Cevabı anlamak için önce DSÖ genel direktörü hakkında basına düşen şu kısa bilgiye bakmakta fayda var:
“Tedros Adhonam Ghbreyesus, 2017'den beri Dünya Sağlık Örgütü Genel Direktörü olan Etiyopyalı politikacı, akademisyen ve kamu sağlığı otoritesidir. Etiyopya Hükümeti'nde 2005'ten 2012'ye kadar Sağlık Bakanı ve Dışişleri Bakanı olarak görev yaptı.”
Belki de düğümlerin çözüleceği nokta Ghbreyesus’un 2005-2012 tarihleri arasında yaptığı bir dizi anlaşma ve attığı imzalarla ilgilidir.
Ghbreyesus(Gebreysus) sağlık Bakanlığı döneminde, Junıor(Küçük) Rostchıld’e ait olduğu bilinen bazı şirketlerle 12 anlaşma imzalar.
Birçok gözlemci “Ne olduysa bundan sonra oldu, Gebereus önce Dış İşleri Bakanı sonra da DSÖ genel direktörü oldu!” diyor.
Gebereyus’un attığı imzalar ve yaptığı anlaşmalar basın için (şimdilik) bir sır.

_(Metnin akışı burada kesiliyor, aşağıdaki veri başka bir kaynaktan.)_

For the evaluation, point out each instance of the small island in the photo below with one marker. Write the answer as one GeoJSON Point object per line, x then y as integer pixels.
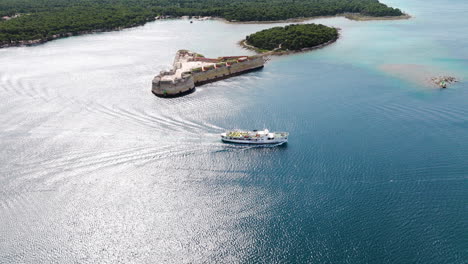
{"type": "Point", "coordinates": [291, 38]}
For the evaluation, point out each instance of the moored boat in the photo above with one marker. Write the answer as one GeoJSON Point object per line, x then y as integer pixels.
{"type": "Point", "coordinates": [254, 137]}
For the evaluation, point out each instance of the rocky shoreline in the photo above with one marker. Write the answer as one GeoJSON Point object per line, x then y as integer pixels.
{"type": "Point", "coordinates": [352, 16]}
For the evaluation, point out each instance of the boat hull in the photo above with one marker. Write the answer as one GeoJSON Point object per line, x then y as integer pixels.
{"type": "Point", "coordinates": [255, 142]}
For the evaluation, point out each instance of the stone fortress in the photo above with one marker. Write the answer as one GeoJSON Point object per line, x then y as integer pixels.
{"type": "Point", "coordinates": [191, 69]}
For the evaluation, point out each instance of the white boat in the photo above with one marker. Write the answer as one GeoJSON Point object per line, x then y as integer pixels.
{"type": "Point", "coordinates": [254, 137]}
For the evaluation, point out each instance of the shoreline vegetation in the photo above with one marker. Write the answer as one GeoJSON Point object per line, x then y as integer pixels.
{"type": "Point", "coordinates": [32, 22]}
{"type": "Point", "coordinates": [290, 39]}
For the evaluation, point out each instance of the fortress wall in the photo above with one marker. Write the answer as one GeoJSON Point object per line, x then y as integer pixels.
{"type": "Point", "coordinates": [211, 74]}
{"type": "Point", "coordinates": [189, 80]}
{"type": "Point", "coordinates": [170, 88]}
{"type": "Point", "coordinates": [226, 72]}
{"type": "Point", "coordinates": [247, 65]}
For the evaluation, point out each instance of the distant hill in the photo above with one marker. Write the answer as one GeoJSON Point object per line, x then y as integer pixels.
{"type": "Point", "coordinates": [49, 19]}
{"type": "Point", "coordinates": [292, 37]}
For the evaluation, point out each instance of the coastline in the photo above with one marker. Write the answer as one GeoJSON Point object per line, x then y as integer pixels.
{"type": "Point", "coordinates": [34, 42]}
{"type": "Point", "coordinates": [351, 16]}
{"type": "Point", "coordinates": [243, 43]}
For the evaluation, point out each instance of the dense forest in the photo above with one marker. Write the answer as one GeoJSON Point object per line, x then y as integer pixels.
{"type": "Point", "coordinates": [292, 37]}
{"type": "Point", "coordinates": [42, 19]}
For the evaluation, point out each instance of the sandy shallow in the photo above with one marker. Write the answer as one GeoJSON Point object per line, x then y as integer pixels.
{"type": "Point", "coordinates": [415, 73]}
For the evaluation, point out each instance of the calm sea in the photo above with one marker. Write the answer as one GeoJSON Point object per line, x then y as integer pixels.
{"type": "Point", "coordinates": [95, 169]}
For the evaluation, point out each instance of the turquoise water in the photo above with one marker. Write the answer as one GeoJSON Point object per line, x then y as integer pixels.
{"type": "Point", "coordinates": [95, 169]}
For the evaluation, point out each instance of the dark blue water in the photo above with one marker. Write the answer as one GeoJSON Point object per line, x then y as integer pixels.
{"type": "Point", "coordinates": [95, 169]}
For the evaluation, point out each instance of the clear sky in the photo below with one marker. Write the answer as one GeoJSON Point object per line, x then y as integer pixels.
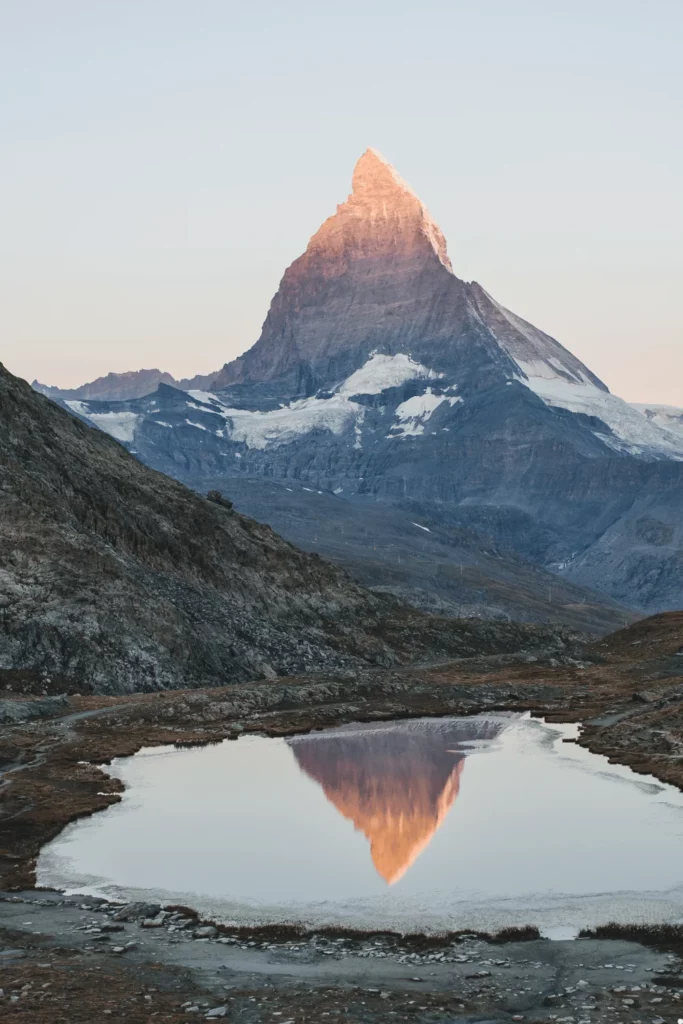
{"type": "Point", "coordinates": [162, 161]}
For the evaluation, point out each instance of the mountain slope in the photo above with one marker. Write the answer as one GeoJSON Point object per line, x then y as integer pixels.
{"type": "Point", "coordinates": [121, 387]}
{"type": "Point", "coordinates": [117, 579]}
{"type": "Point", "coordinates": [381, 376]}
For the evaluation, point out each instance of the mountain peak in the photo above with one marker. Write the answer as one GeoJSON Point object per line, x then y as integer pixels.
{"type": "Point", "coordinates": [380, 193]}
{"type": "Point", "coordinates": [373, 172]}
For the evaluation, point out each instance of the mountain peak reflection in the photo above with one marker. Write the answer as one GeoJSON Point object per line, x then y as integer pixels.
{"type": "Point", "coordinates": [396, 781]}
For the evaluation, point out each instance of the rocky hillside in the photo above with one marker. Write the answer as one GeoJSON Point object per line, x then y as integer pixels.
{"type": "Point", "coordinates": [114, 578]}
{"type": "Point", "coordinates": [381, 376]}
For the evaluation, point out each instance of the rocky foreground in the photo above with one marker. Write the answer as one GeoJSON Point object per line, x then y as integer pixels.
{"type": "Point", "coordinates": [115, 579]}
{"type": "Point", "coordinates": [75, 960]}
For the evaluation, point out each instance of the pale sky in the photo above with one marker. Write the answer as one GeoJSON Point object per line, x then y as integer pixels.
{"type": "Point", "coordinates": [163, 161]}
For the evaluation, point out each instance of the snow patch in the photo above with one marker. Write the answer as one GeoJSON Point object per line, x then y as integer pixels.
{"type": "Point", "coordinates": [382, 372]}
{"type": "Point", "coordinates": [414, 413]}
{"type": "Point", "coordinates": [632, 431]}
{"type": "Point", "coordinates": [281, 426]}
{"type": "Point", "coordinates": [122, 426]}
{"type": "Point", "coordinates": [665, 417]}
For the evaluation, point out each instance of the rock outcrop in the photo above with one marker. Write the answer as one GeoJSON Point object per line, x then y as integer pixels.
{"type": "Point", "coordinates": [380, 376]}
{"type": "Point", "coordinates": [116, 578]}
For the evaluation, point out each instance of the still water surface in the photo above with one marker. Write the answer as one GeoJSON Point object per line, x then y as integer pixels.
{"type": "Point", "coordinates": [420, 825]}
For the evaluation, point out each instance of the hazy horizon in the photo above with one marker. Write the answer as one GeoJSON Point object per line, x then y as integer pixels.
{"type": "Point", "coordinates": [163, 165]}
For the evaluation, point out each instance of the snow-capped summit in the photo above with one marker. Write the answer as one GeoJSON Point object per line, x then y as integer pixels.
{"type": "Point", "coordinates": [380, 375]}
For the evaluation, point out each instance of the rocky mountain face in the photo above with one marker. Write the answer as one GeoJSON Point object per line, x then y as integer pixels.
{"type": "Point", "coordinates": [380, 376]}
{"type": "Point", "coordinates": [120, 387]}
{"type": "Point", "coordinates": [115, 578]}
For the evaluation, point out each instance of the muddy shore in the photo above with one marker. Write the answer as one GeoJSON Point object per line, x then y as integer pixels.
{"type": "Point", "coordinates": [627, 691]}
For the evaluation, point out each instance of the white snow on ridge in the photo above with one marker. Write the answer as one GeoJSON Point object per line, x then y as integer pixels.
{"type": "Point", "coordinates": [414, 413]}
{"type": "Point", "coordinates": [667, 417]}
{"type": "Point", "coordinates": [381, 372]}
{"type": "Point", "coordinates": [632, 431]}
{"type": "Point", "coordinates": [336, 414]}
{"type": "Point", "coordinates": [122, 426]}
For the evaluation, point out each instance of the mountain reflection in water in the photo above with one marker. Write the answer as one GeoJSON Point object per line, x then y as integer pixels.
{"type": "Point", "coordinates": [396, 781]}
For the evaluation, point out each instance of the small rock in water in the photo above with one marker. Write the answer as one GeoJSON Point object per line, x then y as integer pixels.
{"type": "Point", "coordinates": [131, 911]}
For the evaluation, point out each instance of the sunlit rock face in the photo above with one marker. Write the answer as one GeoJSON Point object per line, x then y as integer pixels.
{"type": "Point", "coordinates": [375, 276]}
{"type": "Point", "coordinates": [381, 376]}
{"type": "Point", "coordinates": [396, 783]}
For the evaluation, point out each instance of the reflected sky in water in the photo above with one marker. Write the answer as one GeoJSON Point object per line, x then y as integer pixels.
{"type": "Point", "coordinates": [485, 821]}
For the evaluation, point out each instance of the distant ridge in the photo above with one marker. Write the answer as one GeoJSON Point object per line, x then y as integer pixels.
{"type": "Point", "coordinates": [381, 376]}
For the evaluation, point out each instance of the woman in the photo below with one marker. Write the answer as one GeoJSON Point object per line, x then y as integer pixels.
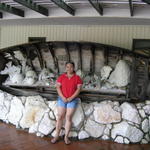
{"type": "Point", "coordinates": [68, 87]}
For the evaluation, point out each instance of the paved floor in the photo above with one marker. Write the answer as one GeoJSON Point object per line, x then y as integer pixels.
{"type": "Point", "coordinates": [16, 139]}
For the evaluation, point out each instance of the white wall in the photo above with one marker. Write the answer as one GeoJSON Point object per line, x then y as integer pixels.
{"type": "Point", "coordinates": [117, 35]}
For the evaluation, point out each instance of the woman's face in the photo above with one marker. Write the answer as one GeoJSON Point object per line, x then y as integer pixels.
{"type": "Point", "coordinates": [69, 68]}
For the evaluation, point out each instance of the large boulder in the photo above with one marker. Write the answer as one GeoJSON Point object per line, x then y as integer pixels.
{"type": "Point", "coordinates": [124, 129]}
{"type": "Point", "coordinates": [94, 129]}
{"type": "Point", "coordinates": [104, 113]}
{"type": "Point", "coordinates": [46, 125]}
{"type": "Point", "coordinates": [130, 113]}
{"type": "Point", "coordinates": [35, 107]}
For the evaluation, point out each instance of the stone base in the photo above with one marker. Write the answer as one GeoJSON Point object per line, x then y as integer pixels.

Ancak DSÖ’nün de IMF gibi birçok resmi büyük organizasyonun “KÜRESELCİLER” denilen “AİLE” denilen yapıyla iç içe olduklarını bu konuları araştıran herkes rahatlıkla görebilir.
Bu aşamada Çin’in korunması, tazminat gibi konuların gündeme getirilmemesi noktasında tüm uluslar arası kuruluşların işbirliğiyle hareket edecekleri anlaşılıyor.